California Corporation Laws

A corporation is a large company or group of companies authorized to act as a single entity and recognized as such in law. Corporations enjoy most of the rights and responsibilities that individuals possess. Corporations can enter contracts, loan and borrow money, sue and be sued, hire employees, own assets, and pay taxes.

California laws allow businesses to incorporate, provided they properly follow the requirements set out by the Secretary of State. There are several advantages of incorporating a business under California law;

  1. Business owners are protected from legal liability. To maintain the limited liability, however, the owners must follow a number of legally required corporate formalities.
  2. The corporation’s ability to issue stock is a strong selling point for those willing to invest capital in the business.
  3. Corporations have established power and management structures and clearly defines the roles and responsibilities of each group.

Despite the many advantages of forming a corporation, there are a few potential drawbacks of incorporating a business. The incorporation process can be expensive and time-consuming due to the number of documents that must be prepared. Corporations are required to strictly observe a number of corporate formalities. Profits earned by traditional corporations may be “double-taxed.” However, this problem can be avoided by electing “S” corporation tax status.

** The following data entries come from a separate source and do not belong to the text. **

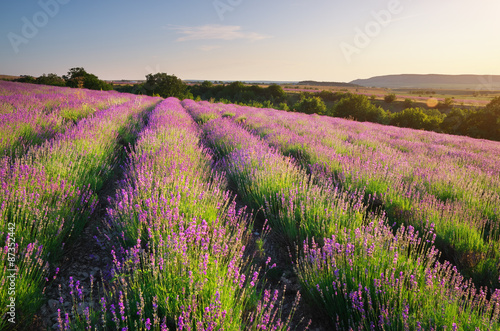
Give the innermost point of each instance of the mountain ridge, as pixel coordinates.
(465, 81)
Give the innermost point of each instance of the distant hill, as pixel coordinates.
(314, 83)
(8, 77)
(476, 82)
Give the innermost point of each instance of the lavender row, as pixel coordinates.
(359, 274)
(30, 114)
(466, 229)
(48, 195)
(181, 264)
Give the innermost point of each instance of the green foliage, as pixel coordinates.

One or more natural persons, partnerships, associations, or corporations may form a corporation under California corporate laws (California Code – Division 1) by executing and filing articles of incorporation. Directors who are named in the articles must sign and acknowledge the articles.

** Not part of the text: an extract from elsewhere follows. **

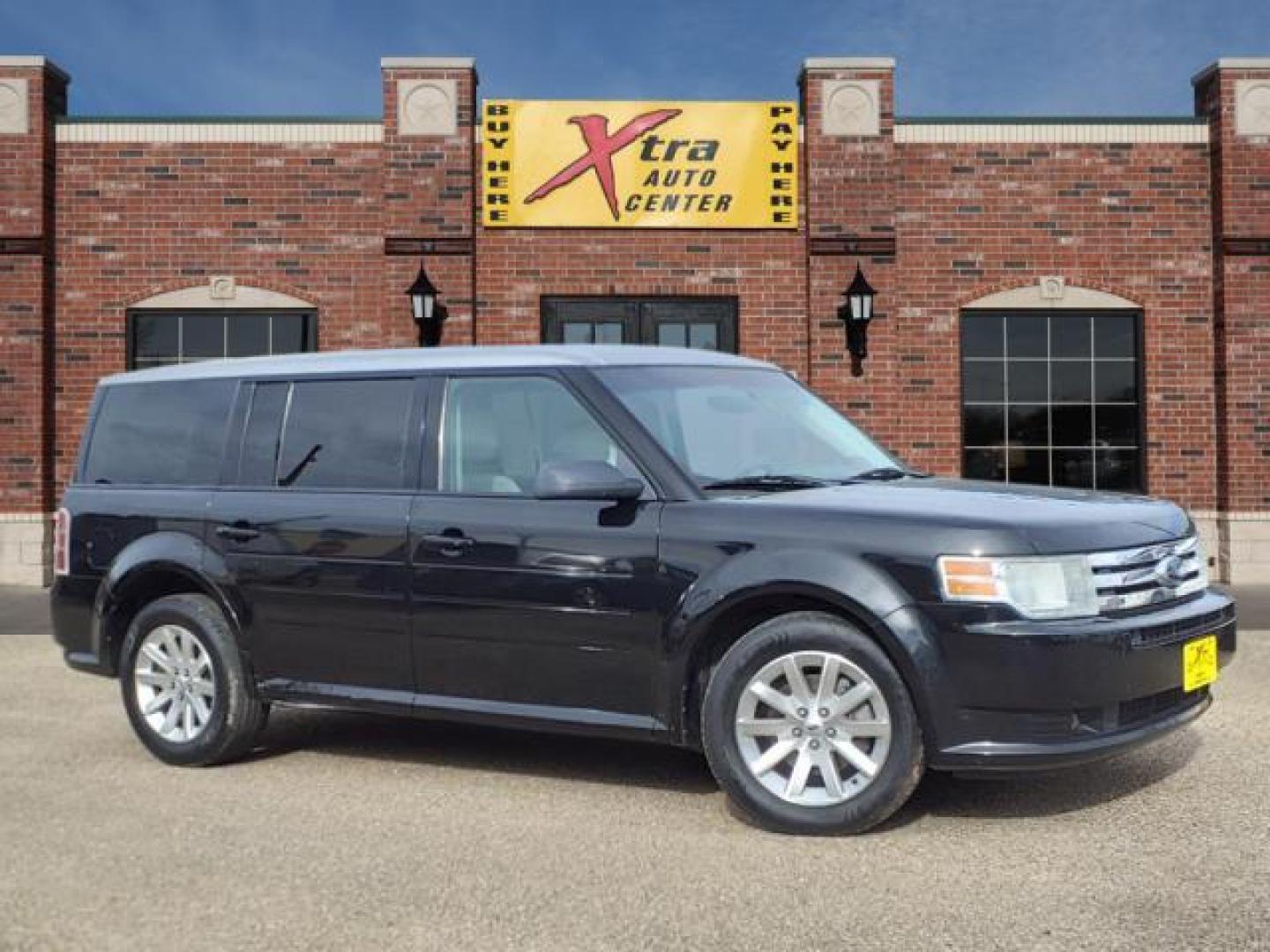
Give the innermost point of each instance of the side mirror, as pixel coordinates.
(586, 479)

Articles of incorporations states;

  1. The name of the corporation
  2. The purpose of the corporation
  3. The name and street address in this state of the corporation’s initial agent for service of process
  4. The initial street address of the corporation and the initial mailing address of the corporation
  5. The total number of shares the corporation is authorized to issue.

The name of the corporation must contain the word “corporation,” “incorporated,” or “limited” or an abbreviation of any of these words.

A filing fee must be paid to the secretary of state in order to file the forms. These fees are posted online and are subject to change.